Coffee-associated changes of metabolic components and absorption via microbiota change.

Design Treatment Significance Microbiota Change Reference
In vivo rats Coffee Reduction in liver triglycerides Clostridium Cluster XI ↓ Cowan et al. 2014 [85]
In vivo rats Coffee Reduction in obesity, metabolic syndrome, and inflammation; increase in gut barrier function Firmicutes (F)-to-Bacteroidetes (B) ratio ↓ Cowan et al. 2014 [85]
In vivo rats Coffee Potential for gut dysbiosis, antibiotic resistance, opportunistic infection; may be involved with insulin resistance Enterobacteriaceae ↑ Cowan et al. 2014 [85]
In vivo mice Caffeine Protection of gut lining, barrier function, and production of SCFAs Dubosiella, Bifidobacterium and Desulfovibrio Chen et al. 2023 [86]
In vivo mice Caffeine Reduction in nutrient breakdown and immune modulation, but potentially, a restoration from dysbiosis Bacteroides, Lactobacillus and Lactococcus Chen et al. 2023 [86]
In vivo mice Coffee Improvement in endotoxemia and systemic inflammation Prevotella Nishitsuji, Watanabe, & Xiao 2018 [28]
In vivo mice Coffee Increase in gastrointestinal polypeptide; stimulation of insulin secretion and protection against metabolic syndrome Coprococcus Nishitsuji, Watanabe, & Xiao 2018 [28]
In vivo humans
In vivo mice
Coffee Support in acetate production, but a marker of high-fat diet Blautia Martinez et al. 2013 [87];
Nishitsuji, Watanabe, & Xiao 2018 [28]

Notes: ↑: Increased; ↓: Decreased.

Table 3.

Effects of coffee on the intestinal absorption of nutrients.

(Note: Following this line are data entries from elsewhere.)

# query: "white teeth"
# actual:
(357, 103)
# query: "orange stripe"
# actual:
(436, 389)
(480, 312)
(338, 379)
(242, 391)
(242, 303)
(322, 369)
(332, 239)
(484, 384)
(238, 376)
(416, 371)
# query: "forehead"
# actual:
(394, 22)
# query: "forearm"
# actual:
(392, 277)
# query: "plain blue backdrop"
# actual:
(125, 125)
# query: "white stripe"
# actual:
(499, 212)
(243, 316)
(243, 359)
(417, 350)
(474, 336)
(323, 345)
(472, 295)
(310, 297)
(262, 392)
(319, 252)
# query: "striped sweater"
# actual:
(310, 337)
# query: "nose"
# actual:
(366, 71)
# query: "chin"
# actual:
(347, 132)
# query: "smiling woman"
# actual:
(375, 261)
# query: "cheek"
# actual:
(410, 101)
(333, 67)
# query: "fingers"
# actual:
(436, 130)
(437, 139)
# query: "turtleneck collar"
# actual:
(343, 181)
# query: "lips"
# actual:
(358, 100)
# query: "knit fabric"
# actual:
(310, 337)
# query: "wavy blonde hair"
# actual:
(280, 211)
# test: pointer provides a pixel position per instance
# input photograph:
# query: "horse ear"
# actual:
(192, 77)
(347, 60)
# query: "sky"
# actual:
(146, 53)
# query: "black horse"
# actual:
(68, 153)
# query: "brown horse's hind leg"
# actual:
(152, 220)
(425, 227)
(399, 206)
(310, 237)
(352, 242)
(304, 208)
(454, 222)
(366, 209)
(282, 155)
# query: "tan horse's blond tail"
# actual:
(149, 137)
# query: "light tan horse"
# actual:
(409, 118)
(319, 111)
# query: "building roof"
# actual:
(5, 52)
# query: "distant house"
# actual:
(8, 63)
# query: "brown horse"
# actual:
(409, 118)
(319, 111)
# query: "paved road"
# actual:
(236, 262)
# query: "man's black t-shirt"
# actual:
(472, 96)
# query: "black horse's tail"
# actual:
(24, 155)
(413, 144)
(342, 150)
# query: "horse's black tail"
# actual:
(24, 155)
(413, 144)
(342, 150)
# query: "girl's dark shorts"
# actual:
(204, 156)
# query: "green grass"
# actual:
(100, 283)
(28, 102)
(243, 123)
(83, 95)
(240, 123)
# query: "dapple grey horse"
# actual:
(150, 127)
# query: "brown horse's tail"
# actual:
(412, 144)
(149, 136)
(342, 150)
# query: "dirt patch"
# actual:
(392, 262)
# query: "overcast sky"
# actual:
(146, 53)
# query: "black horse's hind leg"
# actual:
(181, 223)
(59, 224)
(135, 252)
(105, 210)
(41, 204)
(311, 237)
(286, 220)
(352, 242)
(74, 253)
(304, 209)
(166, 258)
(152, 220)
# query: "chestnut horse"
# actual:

Design Treatment Nutrient Effects Mechanism References
In vivo human Coffee Circulating Vitamin D ↑ Inhibition of Vitamin D receptors Al-Othman et al. 2012 [89]
In vivo human Caffeine Calcium levels ↓ Imbalance of Calcium/inhibition of Vitamin D receptors Barger-Lux & Heaney 1995 [90]
In vivo human Coffee Zinc levels ↓ Binding of phenolic compounds Pécoud et al. 1975 [91]
In vivo human Coffee Iron absorption ↓ Phenolic binding of nonheme iron in the lumen Morck 1983 [92]
In vivo human Coffee B vitamin levels ↓ Complex formation with polyphenols Ulvik 2008 [93]
In vivo human Coffee Glucose ↓ Inhibition of hepatic glucose-6-phosphate translocase Ohnaka 2012 [94]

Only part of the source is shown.